The TRE was best predicted by the multiple regression model with RAD, anatomical region, and study subject as predictors (F-statistic (4, 491) = 16.22, p < 0.001, adj R2 = 0.11). The parameter RAD was the most important predictive factor with a standardized coefficient β of − 0.41 (p < 0.001), i.e., the larger the RAD (with a current maximum of 90°), the lower the TRE. The 3D2D registration algorithm was more accurate in thoracic vertebrae (p = 0.004) and subject C (p = 0.003). The standardized coefficients β were small for both thoracic vertebrae (− 0.10), and subject C (− 0.12) (Table 3).
Because the registration accuracy of the algorithm increased (thus, a lower TRE) with the increase in the RAD (larger angulations), the registration accuracy was explored by cumulatively excluding registrations with a RAD from small to large. Excluding registrations performed with a RAD of 40° (n = 143) resulted in a median TRE of 0.47 mm [IQR 0.30–0.67 mm] for the remaining 637 registrations. Additionally excluding registrations performed with a RAD of 56° (n = 141) resulted in a median TRE of 0.45 mm [IQR 0.28–0.63 mm] for 496 registrations, and subsequently excluding registrations performed with a RAD of 60° (n = 265) resulted in a median TRE of 0.42 mm [IQR 0.25–0.59 mm] for 213 registrations. The median TRE was 0.33 mm [IQR 0.22–0.45 mm] for the 72 registrations performed with a RAD of 90°. The registrations in thoracic vertebrae (n = 493) had a median TRE of 0.50 mm [IQR 0.29–0.71 mm] and the registrations in lumbar vertebrae (n = 287) a median of 0.53 mm [IQR 0.38–0.80 mm].
Translational errors for the x-axis (left–right direction) and the y-axis (caudo-cranial direction) were small, and normally distributed. The algorithm was the least accurate on the z-axis (fronto-dorsal direction): the TRE was skewed toward the dorsal side of the study subjects with a median of 0.39 mm [IQR 0.17–0.65 mm] (Fig. 7).
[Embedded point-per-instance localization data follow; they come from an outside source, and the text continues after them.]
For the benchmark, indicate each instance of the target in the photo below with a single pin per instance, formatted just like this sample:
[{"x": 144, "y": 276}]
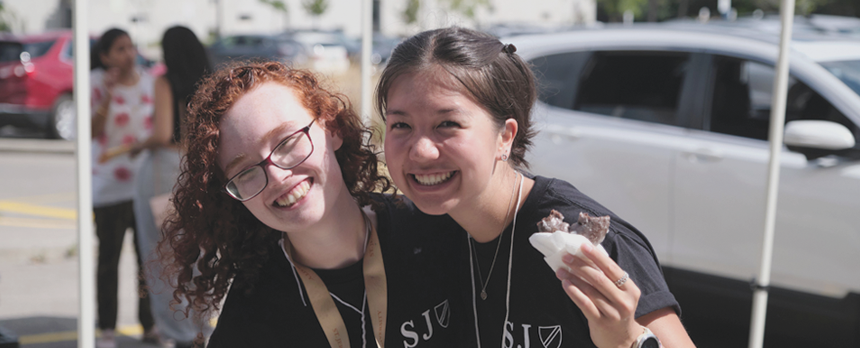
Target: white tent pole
[
  {"x": 366, "y": 48},
  {"x": 86, "y": 279},
  {"x": 777, "y": 121}
]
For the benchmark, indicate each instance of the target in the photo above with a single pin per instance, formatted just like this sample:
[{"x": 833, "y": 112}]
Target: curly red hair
[{"x": 216, "y": 234}]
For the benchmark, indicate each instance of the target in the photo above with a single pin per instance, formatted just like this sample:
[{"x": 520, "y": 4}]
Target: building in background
[{"x": 146, "y": 20}]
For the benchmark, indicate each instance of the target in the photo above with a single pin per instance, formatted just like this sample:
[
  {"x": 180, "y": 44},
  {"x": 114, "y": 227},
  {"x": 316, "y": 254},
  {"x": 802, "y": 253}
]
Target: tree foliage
[
  {"x": 315, "y": 7},
  {"x": 467, "y": 7},
  {"x": 410, "y": 13},
  {"x": 278, "y": 5},
  {"x": 616, "y": 8}
]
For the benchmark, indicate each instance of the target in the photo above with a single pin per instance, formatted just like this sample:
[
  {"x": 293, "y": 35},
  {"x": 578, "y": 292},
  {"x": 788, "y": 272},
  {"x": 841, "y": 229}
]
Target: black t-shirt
[
  {"x": 541, "y": 314},
  {"x": 425, "y": 308}
]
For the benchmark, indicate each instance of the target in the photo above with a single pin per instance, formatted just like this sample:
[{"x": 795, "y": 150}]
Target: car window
[
  {"x": 643, "y": 86},
  {"x": 37, "y": 49},
  {"x": 741, "y": 100},
  {"x": 557, "y": 77},
  {"x": 848, "y": 71},
  {"x": 10, "y": 51}
]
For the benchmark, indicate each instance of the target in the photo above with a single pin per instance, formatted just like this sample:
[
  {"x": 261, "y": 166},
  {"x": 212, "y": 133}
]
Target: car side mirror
[
  {"x": 815, "y": 134},
  {"x": 815, "y": 138}
]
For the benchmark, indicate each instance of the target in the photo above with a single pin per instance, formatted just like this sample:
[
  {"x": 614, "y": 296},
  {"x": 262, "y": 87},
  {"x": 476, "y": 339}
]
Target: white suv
[{"x": 668, "y": 129}]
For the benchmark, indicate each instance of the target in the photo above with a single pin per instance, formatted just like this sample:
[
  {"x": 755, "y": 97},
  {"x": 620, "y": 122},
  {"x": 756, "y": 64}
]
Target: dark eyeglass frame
[{"x": 268, "y": 160}]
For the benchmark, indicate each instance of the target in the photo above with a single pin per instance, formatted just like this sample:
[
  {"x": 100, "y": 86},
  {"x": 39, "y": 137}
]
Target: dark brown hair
[
  {"x": 497, "y": 78},
  {"x": 216, "y": 234}
]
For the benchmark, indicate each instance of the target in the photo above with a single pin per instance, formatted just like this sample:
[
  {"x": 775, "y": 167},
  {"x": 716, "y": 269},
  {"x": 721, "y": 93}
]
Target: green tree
[
  {"x": 280, "y": 6},
  {"x": 410, "y": 14},
  {"x": 616, "y": 8},
  {"x": 467, "y": 7},
  {"x": 315, "y": 7}
]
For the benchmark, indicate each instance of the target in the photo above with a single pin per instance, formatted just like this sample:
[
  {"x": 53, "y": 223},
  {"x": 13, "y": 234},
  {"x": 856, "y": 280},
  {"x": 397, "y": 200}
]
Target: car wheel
[{"x": 61, "y": 124}]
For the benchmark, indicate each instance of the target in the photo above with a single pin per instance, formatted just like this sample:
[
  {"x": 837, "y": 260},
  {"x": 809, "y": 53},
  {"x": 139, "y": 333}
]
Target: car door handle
[
  {"x": 559, "y": 135},
  {"x": 702, "y": 155}
]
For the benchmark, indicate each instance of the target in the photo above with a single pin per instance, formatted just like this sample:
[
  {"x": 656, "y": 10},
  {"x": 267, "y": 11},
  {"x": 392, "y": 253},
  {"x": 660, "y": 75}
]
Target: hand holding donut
[{"x": 605, "y": 294}]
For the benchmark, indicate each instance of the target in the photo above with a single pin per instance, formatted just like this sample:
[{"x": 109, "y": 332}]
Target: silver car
[{"x": 668, "y": 128}]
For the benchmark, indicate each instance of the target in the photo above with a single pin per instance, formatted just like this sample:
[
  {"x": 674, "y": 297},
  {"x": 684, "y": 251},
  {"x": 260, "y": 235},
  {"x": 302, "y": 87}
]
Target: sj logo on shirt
[
  {"x": 440, "y": 312},
  {"x": 550, "y": 336}
]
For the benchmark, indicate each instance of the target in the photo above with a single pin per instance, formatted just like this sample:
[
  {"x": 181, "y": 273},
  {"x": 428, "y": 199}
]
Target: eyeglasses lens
[{"x": 289, "y": 153}]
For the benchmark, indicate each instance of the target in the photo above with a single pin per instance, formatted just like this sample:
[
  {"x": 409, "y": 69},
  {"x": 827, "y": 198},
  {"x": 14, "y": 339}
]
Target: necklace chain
[{"x": 498, "y": 244}]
The TRE difference between two points within one vertebra (rotational error) was normally distributed with a median of 0.01 mm [− 0.04 to 0.05 mm] (Fig. 8).
Discussion
Key results
We assessed the accuracy of a new 3D2D registration algorithm based on a non-invasive skin marker model to be used for navigated spine surgery. The algorithm registered five adjacent vertebrae in the thoracic and lumbar spine from three human cadaveric specimens. When all 780 registrations were included, the algorithm had a median TRE of 0.51 mm [IQR 0.32–0.73 mm] and a maximum TRE of 2.06 mm. The algorithm registered all five adjacent vertebrae with similar accuracy.
Interpretation
Few navigation systems for spine surgery using an integrated 3D2D registration algorithm are commercially available, for example, the ExcelsiusGPS by GlobusMedical and the Mazor X Stealth Edition by Medtronic [13]. The registration setup of the algorithm under study may be more simple and intuitive than the existing algorithms because no bone-mounted or table-mounted instruments are needed, nor is any equipment required for calibrating and tracking the C-arm. The non-invasive skin markers do not require surgeons to make additional incisions for registration instruments and, because the C-arm does not have to be tracked or calibrated, allow for quick registration and re-registration with minimum disruption of the routine surgical workflow. In addition, surgeons can easily replace the markers to register other vertebrae and expand the vertebral levels they can treat during one procedure.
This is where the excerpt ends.